La guerra in Siria dilaga: è il tempo degli eserciti
di Luciano Tirinnanzi
La Siria è in fiamme. Nel quadrante nord-orientale a metà marzo le truppe turche, nell’ambito dell’operazione militare “Ramoscello d’Ulivo”, hanno preso il controllo della roccaforte curda di Afrin e adesso si apprestano a entrare a Manbij, dove sono stanziati circa 2mila soldati americani al fianco delle milizie arabo-curde delle SDF (Syrian Democratic Forces).
Contemporaneamente, l’esercito siriano del presidente Bashar Al Assad, forte del sostegno aereo dei caccia russi e di milizie coordinate dalla Guardia Rivoluzionaria iraniana, ha annichilito le ultime sacche di resistenza ribelli annidate nella Ghouta Orientale.
Resta guardingo Israele. Con una serie di chirurgici raid aerei la sua aviazione ha distrutto numerose postazioni della contraerea siriana e depositi di armi che Damasco condivide con i Pasdaran e con l’alleato libanese Hezbollah. In una delle più recenti sortite, a inizio aprile, è stata bombardata la base aerea militare siriana di Tiyas nella provincia di Homs, dove è stato distrutto un hangar in cui erano custoditi droni militari iraniani.
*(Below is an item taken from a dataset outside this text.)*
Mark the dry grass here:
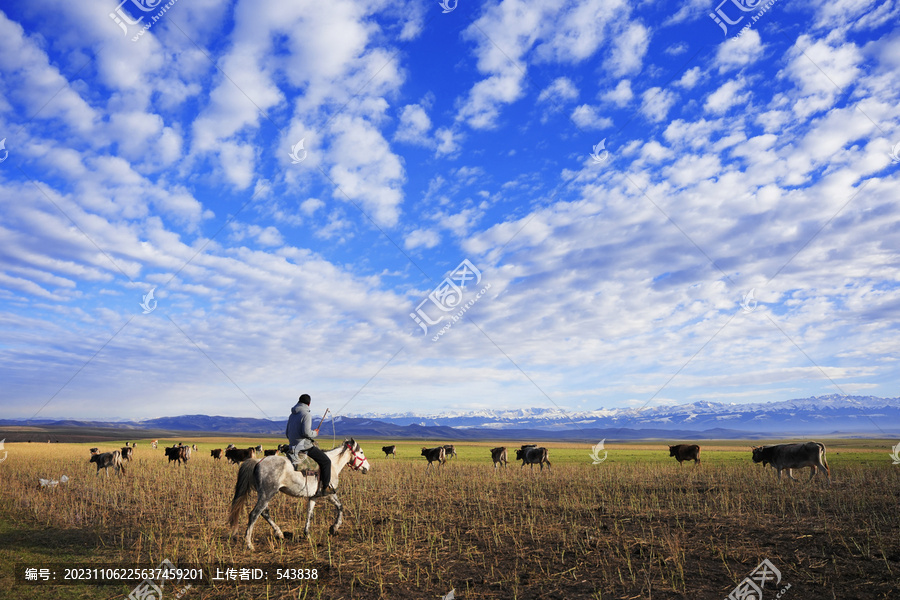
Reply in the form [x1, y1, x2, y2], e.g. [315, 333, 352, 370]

A completare il quadro, nella notte tra il 13 e 14 aprile, l’attacco missilistico congiunto di USA, Regno Unito e Francia in diversi punti tra Damasco e Homs contro postazioni militari siriane e centri di ricerca sospettati di aver sviluppato armi chimiche e biologiche, le stesse che a detta di Washington Assad avrebbe usato sui civili per stanare gli ultimi ribelli trincerati a Douma.
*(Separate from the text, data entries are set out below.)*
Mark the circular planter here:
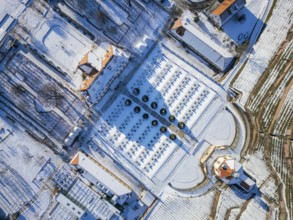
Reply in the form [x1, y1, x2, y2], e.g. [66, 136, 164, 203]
[160, 126, 167, 133]
[151, 102, 158, 109]
[133, 106, 140, 113]
[132, 88, 140, 95]
[160, 108, 167, 115]
[141, 95, 149, 102]
[178, 122, 185, 129]
[152, 120, 158, 126]
[125, 99, 132, 106]
[170, 134, 177, 141]
[169, 115, 176, 122]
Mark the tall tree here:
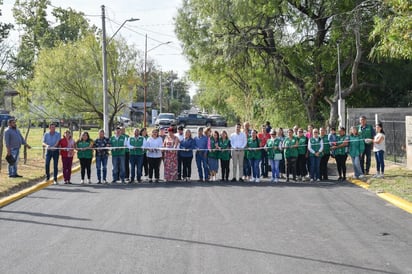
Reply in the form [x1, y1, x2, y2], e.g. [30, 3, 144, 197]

La Siria, insomma, dopo il collasso del Califfato sta conoscendo un’evoluzione del conflitto, dove agli eserciti raccogliticci di mercenari, jihadisti e foreign fighters, ora si vanno sostituendo direttamente gli eserciti regolari. Da tempo, i cieli siriani sono solcati quotidianamente dai caccia della coalizione internazionale, così come da elicotteri russi e da bombardieri di diverse bandiere. Decine ne sono caduti, e altri seguiranno.